Adolf Richard Fleischmann

Adolf Richard Fleischmann (18 March 1892 - 28 January 1968) was a German abstract painter. His late work evolved into constructivism; he is considered a precursor of Op Art.

Fleischmann was born in Esslingen am Neckar, the third child of businessman, Wilhelm Adolf Fleischmann, and his wife Paulina Maria (born 18 March 1892 in Esslingen).

After graduation he studied from 1908 at the Kunstgewerbeschule in Stuttgart, and in 1911 moved to the Royal Academy of Arts, where he studied with Adolf Hoelzel and Robert Poetzelberger.

After a brief spell as a staff illustrator and painter in the Municipal Office of Health Care Exhibition, Stuttgart, and at the workshop on graphic art under Paul Hahn Fleischmann, in 1914 he was drafted into military service. The following year he was on the Eastern Front and so badly wounded, that he was discharged from military service.

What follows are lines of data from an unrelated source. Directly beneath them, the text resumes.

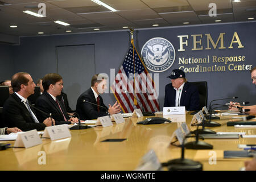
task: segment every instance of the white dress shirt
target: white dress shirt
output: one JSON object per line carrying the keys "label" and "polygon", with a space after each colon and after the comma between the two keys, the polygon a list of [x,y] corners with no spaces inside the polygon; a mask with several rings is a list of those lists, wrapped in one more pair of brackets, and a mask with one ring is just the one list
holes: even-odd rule
{"label": "white dress shirt", "polygon": [[36,118],[36,117],[35,116],[35,114],[34,114],[33,111],[31,110],[31,111],[30,111],[30,109],[28,108],[28,106],[27,105],[27,104],[24,103],[24,102],[27,102],[27,98],[24,98],[23,97],[22,97],[22,96],[20,96],[20,94],[19,94],[16,92],[15,92],[15,93],[17,94],[18,97],[19,97],[22,100],[21,102],[23,102],[24,105],[25,105],[26,107],[27,107],[27,109],[28,110],[28,111],[30,112],[30,113],[31,113],[32,114],[32,117],[33,117],[34,120],[35,121],[35,123],[39,123],[39,122],[38,121],[38,118]]}
{"label": "white dress shirt", "polygon": [[177,89],[174,87],[174,89],[176,90],[175,107],[180,106],[180,98],[181,98],[182,90],[183,90],[184,85],[185,85],[185,82],[180,85]]}
{"label": "white dress shirt", "polygon": [[91,87],[90,88],[92,89],[92,90],[93,92],[93,94],[94,94],[94,97],[95,97],[95,100],[96,100],[96,102],[97,102],[97,98],[98,97],[98,94],[96,93],[96,92],[94,91],[94,90],[93,90],[92,87]]}

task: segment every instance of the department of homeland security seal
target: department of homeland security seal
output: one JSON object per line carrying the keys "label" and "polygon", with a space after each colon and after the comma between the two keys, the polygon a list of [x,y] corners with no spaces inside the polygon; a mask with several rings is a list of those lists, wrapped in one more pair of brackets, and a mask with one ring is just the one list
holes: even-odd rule
{"label": "department of homeland security seal", "polygon": [[148,40],[142,47],[141,55],[147,68],[155,72],[167,70],[175,60],[174,46],[162,38]]}

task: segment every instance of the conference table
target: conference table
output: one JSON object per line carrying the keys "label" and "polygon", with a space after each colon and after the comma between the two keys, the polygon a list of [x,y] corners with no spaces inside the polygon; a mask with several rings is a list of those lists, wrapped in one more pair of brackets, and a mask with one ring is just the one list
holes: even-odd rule
{"label": "conference table", "polygon": [[[191,130],[193,115],[188,112],[183,121]],[[157,114],[155,117],[163,117]],[[180,126],[180,122],[157,125],[138,125],[146,118],[128,118],[125,122],[102,127],[102,126],[86,130],[70,130],[71,137],[51,141],[42,139],[41,144],[28,148],[8,148],[0,151],[0,170],[86,170],[130,171],[135,170],[142,158],[152,150],[160,163],[180,158],[181,148],[170,145],[175,140],[174,132]],[[220,116],[214,120],[220,127],[206,127],[214,131],[246,132],[246,135],[256,135],[256,128],[235,128],[227,126],[230,116]],[[122,142],[102,142],[108,139],[126,139]],[[194,138],[188,141],[195,140]],[[225,150],[242,150],[238,144],[255,144],[255,138],[232,139],[206,139],[205,142],[213,146],[212,150],[185,150],[185,158],[201,162],[203,170],[240,170],[244,162],[251,158],[224,159]],[[10,143],[15,141],[1,142]],[[209,162],[210,154],[216,155],[216,163]],[[46,164],[40,164],[40,151],[46,154]],[[212,151],[212,152],[211,152]],[[167,170],[166,167],[163,170]]]}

Temporarily, he designed book covers for Deutsche Verlags-Anstalt, and the JB Metzler's Verlagsbuchhandlung, both in Stuttgart.

Through the intercession of his half-sister Louise Lotte Volger, who was employed as Moulageuse at the Cantonal Hospital of Zurich, in 1917 he received a job there. Fleischmann worked until July 1928 (with interruptions) as a scientific illustrator in Zurich. Many of the products manufactured by him in plaster casts are preserved and on display at the University Hospital of Zurich.

In 1921, Fleischmann participated in the exhibition of the New Munich Secession. Here he was particularly inspired by Franz Marc and other Expressionists. As a result, he drew expressionist paintings.

This was followed by work trips to Italy, Spain, Switzerland, Paris, but also in Germany (Berlin and Hamburg). In 1925, he was influenced by cubism. In 1928, he took part in the "Juryfreien" exhibitions in Stuttgart and Berlin, and again participated in the "New Secession", Munich.

From 1933 to 1936, he spent a long time in Mallorca and Paris. From 1936 to 1938, he traveled with Bertha Loof, through Italy and stayed mainly on Ischia. In July 1938, his son was born Dieter Loof, who died at the age of about four years.

Since he was now producing abstract painting, he avoided a possible confrontation with the National Socialist regime by moving to France. In Paris, he joined the "Équipe" group. In this way he met influential artists, such as Robert Delaunay and Albert Gleizes. There, he helped the Resistance against the German occupiers. By the end of the war, he lived in various places in southern France, especially in Graulhet, Tarn (department). Several times he was interned, then in camp, "Les Milles" in Aix-en-Provence, from which he managed to escape, in October 1940.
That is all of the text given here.